The 91st season of the San Francisco Opera opened with a revival of Arrigo Boito’s Mefistofele in Robert Carsen’s well-traveled production. The staging extends Shakespeare’s metaphor: if the whole world’s a stage, then heaven, quite naturally, must be an opera house. Heard in the second performance (11 September), the singing voices of three superb artists and 90-plus men, women, angels and demons enlivened Carsen’s over-the-top trappings with moments of lyric beauty and drama.
Last viewed on the San Francisco Opera stage in 1994, this production has long since achieved classic status through its stops around the United States, abroad, and on DVD. Beginning in 1988 as a co-production between San Francisco and Geneva, Carsen’s setting with designs by Michael Levine was mounted in Chicago (1991), Houston (1996) and New York (1999), before being sold to Turin’s Teatro Regio in 1997. Its triumph as seemingly the only vision for Boito’s sole contribution to the operatic repertory (the composer’s final and unfinished opera Nerone is almost never produced), is historically tied to another one-of-a-kind property: bass Samuel Ramey. When the San Francisco Opera and Metropolitan Opera joined forces to re-purchase the production in 2012, it was with hopes that a new performer could step into Ramey’s shoes and capture some of the magic that first excited crowds 25 years ago.
The singer at the center of these plans is Russian bass-baritone Ildar Abdrazakov. Though he may not possess Ramey’s clear, booming low notes or that artist’s same satanic savoir-faire in the title role, Abdrazakov’s portrayal was confident and authoritative, more than justifying the dusting off of Boito’s score and Carsen’s show for an auspicious role debut. More baritone than bass, Abdrazakov’s voice is an impressive instrument: gorgeous in the middle and upper reaches while remaining steady and responsive no matter how much he moved about in this physical workout of a portrayal.
To elevate the opera’s wordy libretto and occasionally awkward dramaturgy, a charismatic and capable Mefistofele is an absolute necessity. Here, San Francisco Opera complemented the excellent Abdrazkov’s with two veteran artists and a top-notch chorus that made as strong a case for the opera as could be hoped for. In his role debut as Boito’s Faust, Ramón Vargas portrayed his character’s post-bargain adventures with an adolescent’s wide-eyed gusto. Though the brilliant sheen of his tenor took some time to warm up, Vargas’ artistic manner and fine taste were in evidence throughout.
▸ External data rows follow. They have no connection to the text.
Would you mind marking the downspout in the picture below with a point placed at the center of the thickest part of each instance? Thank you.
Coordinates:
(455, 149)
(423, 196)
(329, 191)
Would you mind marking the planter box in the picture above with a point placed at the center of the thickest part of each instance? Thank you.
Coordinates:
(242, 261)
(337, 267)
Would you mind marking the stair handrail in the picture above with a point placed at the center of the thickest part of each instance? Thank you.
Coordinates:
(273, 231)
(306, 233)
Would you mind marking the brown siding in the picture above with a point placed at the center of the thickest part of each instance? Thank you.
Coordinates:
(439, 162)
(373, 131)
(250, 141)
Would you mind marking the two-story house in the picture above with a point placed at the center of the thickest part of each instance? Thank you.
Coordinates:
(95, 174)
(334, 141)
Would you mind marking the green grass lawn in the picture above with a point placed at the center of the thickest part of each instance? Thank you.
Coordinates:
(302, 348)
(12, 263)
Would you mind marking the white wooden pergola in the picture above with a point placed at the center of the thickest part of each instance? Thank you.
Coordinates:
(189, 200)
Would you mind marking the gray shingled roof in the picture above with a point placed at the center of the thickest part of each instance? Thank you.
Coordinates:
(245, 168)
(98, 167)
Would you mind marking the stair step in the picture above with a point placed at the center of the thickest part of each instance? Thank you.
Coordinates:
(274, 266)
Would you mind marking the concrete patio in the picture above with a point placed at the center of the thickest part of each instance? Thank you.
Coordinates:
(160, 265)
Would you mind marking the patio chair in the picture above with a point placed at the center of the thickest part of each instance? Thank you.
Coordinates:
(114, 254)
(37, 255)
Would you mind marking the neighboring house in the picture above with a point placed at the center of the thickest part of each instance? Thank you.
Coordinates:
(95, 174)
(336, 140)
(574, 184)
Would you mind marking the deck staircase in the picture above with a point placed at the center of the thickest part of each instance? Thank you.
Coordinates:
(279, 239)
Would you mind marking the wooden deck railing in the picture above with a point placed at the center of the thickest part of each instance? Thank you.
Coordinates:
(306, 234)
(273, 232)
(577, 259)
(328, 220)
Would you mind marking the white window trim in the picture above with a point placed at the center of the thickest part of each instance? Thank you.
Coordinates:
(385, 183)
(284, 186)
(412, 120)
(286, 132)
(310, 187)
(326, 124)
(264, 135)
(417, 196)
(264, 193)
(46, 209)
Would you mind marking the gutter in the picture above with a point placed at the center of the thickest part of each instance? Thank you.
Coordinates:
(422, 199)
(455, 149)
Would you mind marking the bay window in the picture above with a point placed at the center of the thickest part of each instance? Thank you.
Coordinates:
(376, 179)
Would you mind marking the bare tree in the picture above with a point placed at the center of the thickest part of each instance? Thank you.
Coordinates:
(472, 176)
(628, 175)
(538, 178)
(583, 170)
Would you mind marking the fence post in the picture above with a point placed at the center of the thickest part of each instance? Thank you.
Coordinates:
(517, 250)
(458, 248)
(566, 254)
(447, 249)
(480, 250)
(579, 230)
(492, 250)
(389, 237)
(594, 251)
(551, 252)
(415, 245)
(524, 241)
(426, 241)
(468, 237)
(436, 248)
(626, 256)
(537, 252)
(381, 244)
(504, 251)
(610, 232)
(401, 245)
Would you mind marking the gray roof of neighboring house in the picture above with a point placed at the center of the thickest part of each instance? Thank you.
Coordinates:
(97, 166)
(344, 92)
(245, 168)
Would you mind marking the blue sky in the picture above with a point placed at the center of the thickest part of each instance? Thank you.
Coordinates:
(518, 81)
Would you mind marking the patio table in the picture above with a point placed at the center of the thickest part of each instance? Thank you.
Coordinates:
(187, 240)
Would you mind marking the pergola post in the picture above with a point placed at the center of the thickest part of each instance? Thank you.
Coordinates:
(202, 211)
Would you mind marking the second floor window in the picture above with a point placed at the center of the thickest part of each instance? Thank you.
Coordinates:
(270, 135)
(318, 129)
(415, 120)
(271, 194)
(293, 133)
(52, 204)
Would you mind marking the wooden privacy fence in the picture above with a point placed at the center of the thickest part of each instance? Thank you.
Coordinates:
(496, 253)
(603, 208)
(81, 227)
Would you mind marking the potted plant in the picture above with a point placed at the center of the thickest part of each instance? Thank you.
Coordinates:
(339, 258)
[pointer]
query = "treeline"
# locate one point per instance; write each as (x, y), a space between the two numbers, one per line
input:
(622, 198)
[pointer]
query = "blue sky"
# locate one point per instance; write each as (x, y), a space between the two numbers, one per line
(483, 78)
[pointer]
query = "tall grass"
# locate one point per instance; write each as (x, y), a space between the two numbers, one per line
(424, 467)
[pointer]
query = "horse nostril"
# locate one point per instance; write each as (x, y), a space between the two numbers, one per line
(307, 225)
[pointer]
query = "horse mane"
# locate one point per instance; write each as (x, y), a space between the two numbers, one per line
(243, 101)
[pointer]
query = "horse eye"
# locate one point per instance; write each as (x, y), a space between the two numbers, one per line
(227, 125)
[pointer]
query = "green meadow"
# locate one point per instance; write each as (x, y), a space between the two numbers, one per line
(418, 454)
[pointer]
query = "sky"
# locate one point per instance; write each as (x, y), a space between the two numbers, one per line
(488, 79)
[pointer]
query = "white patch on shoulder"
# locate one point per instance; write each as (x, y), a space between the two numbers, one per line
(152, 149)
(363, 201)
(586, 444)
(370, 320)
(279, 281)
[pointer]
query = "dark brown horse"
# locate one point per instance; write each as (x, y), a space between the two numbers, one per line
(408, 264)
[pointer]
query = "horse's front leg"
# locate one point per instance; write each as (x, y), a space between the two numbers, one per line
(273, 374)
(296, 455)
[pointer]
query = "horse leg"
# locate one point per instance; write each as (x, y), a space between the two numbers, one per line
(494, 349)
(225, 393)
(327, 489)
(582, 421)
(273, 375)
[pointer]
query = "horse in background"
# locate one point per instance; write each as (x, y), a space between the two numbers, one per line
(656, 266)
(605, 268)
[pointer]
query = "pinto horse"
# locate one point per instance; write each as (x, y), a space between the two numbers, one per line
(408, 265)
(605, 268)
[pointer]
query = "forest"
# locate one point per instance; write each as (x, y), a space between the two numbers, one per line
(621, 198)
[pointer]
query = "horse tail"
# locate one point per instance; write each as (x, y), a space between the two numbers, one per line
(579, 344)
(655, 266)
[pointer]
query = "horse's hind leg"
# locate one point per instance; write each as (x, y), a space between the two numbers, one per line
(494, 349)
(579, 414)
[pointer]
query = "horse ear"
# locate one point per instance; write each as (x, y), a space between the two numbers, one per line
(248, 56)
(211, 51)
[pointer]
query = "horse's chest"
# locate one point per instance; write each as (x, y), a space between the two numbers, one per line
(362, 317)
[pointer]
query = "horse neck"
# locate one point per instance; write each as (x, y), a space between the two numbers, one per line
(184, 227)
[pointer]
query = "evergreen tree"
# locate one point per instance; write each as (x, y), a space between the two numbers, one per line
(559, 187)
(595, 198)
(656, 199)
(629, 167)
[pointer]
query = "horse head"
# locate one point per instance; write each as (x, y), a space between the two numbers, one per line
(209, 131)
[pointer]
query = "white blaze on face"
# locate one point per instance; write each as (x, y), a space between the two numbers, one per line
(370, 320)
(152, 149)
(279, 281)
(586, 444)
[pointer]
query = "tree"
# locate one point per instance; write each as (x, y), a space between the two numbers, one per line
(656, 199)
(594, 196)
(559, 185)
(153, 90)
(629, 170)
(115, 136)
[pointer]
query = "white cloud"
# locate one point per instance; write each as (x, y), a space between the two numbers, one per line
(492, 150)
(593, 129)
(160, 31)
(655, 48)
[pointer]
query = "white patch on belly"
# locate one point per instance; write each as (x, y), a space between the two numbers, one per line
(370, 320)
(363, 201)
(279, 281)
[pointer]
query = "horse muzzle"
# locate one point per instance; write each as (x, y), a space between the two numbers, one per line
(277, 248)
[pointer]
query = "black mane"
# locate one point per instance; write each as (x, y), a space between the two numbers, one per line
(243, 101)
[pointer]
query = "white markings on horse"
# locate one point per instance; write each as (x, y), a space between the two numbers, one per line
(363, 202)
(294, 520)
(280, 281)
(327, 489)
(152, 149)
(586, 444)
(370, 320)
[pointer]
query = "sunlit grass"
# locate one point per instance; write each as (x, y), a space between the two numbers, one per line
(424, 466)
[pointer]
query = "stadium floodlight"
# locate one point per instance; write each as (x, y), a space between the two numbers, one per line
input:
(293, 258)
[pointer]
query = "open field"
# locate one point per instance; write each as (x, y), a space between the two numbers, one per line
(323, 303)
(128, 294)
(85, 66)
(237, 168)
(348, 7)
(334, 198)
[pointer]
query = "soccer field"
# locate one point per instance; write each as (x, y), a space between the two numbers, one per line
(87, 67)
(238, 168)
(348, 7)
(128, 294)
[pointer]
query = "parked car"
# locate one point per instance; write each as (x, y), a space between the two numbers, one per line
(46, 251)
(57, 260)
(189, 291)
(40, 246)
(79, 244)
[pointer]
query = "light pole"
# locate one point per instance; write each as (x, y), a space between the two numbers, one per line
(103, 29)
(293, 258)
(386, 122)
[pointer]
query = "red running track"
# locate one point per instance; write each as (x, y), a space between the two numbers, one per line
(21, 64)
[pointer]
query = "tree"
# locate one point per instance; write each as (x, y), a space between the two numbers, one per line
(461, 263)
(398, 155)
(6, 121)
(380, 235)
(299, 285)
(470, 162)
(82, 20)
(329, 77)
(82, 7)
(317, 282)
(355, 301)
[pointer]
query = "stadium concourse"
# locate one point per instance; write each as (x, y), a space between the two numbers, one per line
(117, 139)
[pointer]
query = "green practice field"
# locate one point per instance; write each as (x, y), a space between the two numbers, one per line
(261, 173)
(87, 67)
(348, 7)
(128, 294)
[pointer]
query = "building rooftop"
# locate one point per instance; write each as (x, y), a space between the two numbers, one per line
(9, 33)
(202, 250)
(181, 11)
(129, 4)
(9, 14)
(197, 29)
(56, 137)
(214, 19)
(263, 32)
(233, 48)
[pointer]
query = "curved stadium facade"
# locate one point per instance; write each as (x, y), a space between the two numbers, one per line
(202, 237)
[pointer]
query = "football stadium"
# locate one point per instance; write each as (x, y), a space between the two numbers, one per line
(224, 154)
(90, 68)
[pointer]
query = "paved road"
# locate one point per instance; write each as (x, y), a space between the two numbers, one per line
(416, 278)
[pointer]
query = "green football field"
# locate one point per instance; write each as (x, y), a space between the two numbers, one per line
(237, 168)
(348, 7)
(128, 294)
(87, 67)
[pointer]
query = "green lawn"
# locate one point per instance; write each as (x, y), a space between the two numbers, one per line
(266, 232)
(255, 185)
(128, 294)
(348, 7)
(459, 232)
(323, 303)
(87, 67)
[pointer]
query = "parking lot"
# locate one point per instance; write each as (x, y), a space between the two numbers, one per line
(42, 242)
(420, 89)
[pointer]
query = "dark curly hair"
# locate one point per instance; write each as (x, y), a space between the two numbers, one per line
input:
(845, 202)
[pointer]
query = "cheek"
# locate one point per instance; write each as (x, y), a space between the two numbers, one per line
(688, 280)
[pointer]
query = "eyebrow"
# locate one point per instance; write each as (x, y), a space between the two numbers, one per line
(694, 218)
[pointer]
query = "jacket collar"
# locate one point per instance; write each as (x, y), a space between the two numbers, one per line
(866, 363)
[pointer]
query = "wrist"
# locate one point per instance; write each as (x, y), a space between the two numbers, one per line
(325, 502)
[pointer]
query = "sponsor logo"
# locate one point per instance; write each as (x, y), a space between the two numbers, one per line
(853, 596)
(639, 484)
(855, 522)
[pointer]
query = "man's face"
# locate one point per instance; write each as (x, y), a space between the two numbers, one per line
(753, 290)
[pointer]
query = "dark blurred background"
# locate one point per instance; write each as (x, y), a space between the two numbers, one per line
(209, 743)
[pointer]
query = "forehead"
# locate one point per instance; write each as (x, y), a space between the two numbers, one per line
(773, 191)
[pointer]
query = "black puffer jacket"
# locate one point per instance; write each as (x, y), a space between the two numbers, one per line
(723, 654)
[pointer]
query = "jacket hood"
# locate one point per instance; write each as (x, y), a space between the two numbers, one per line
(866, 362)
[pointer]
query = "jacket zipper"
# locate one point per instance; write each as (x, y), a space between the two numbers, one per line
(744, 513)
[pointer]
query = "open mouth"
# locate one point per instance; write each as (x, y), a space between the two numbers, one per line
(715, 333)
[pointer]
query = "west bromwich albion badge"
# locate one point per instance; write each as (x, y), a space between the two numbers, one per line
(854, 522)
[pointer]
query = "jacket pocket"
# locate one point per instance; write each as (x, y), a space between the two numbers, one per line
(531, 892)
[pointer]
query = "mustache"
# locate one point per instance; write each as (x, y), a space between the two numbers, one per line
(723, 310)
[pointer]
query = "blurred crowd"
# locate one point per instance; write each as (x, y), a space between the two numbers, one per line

In the double role of Margherita and Elena, soprano Patricia Racette gave a stellar performance that accounted for several of the evening’s highlights. In the ensembles, her gleaming soprano was the sound around which the other voices and orchestra seemed to operate and revolve. Where Abdrazakov carried the celestial and underworld scenes with appropriate swagger, Racette’s Margherita was the human center of this sprawling, metaphysical drama. Her “L’altra notte” in Act III was perfectly heartbreaking, a staggering display of vocal detail, agility, and characterization. Had this been a 19th-century performance, I doubt anyone in the audience would have objected if Racette temporarily suspended the dramatic narrative to repeat the aria, so beautiful, noble, and moving was her singing. San Franciscans are scheduled to hear quite a lot of Ms Racette in the season ahead (title role in world première of Tobias Picker’s Dolores Claiborne, title role in Madama Butterfly, Julie in Show Boat, a one-night only performance of her cabaret act) and this portends a very promising year. There is no excuse for missing this superb artist on the local stage in 2013–14.
The other leading character in this opera is the chorus and Ian Robertson’s crew were exemplary. Asked to change costumes repeatedly – and, for some, to go without, baring all during the Walpurgis Night scene – the San Francisco Opera Chorus met every physical and vocal challenge. Music director Nicola Luisotti, again, showed his passion for late 19th-century Italian repertory with a vigorous and detailed reading of Mefistofele. My one criticism, albeit a significant one, is that his fervor inspired dynamic levels from the pit with which the singers could not possibly compete. One case to the contrary was Luisotti’s tender treatment of Faust and Margherita’s duettino “Lontano, lontano”, but at other times it was difficult to make out any of the words due to the orchestra’s towering accompaniment. That said, the closing chorus, with its ascending theme and building intensity, achieved so loud and palpable a climax that the spontaneous rush of adrenaline I experienced remained long after the curtain calls.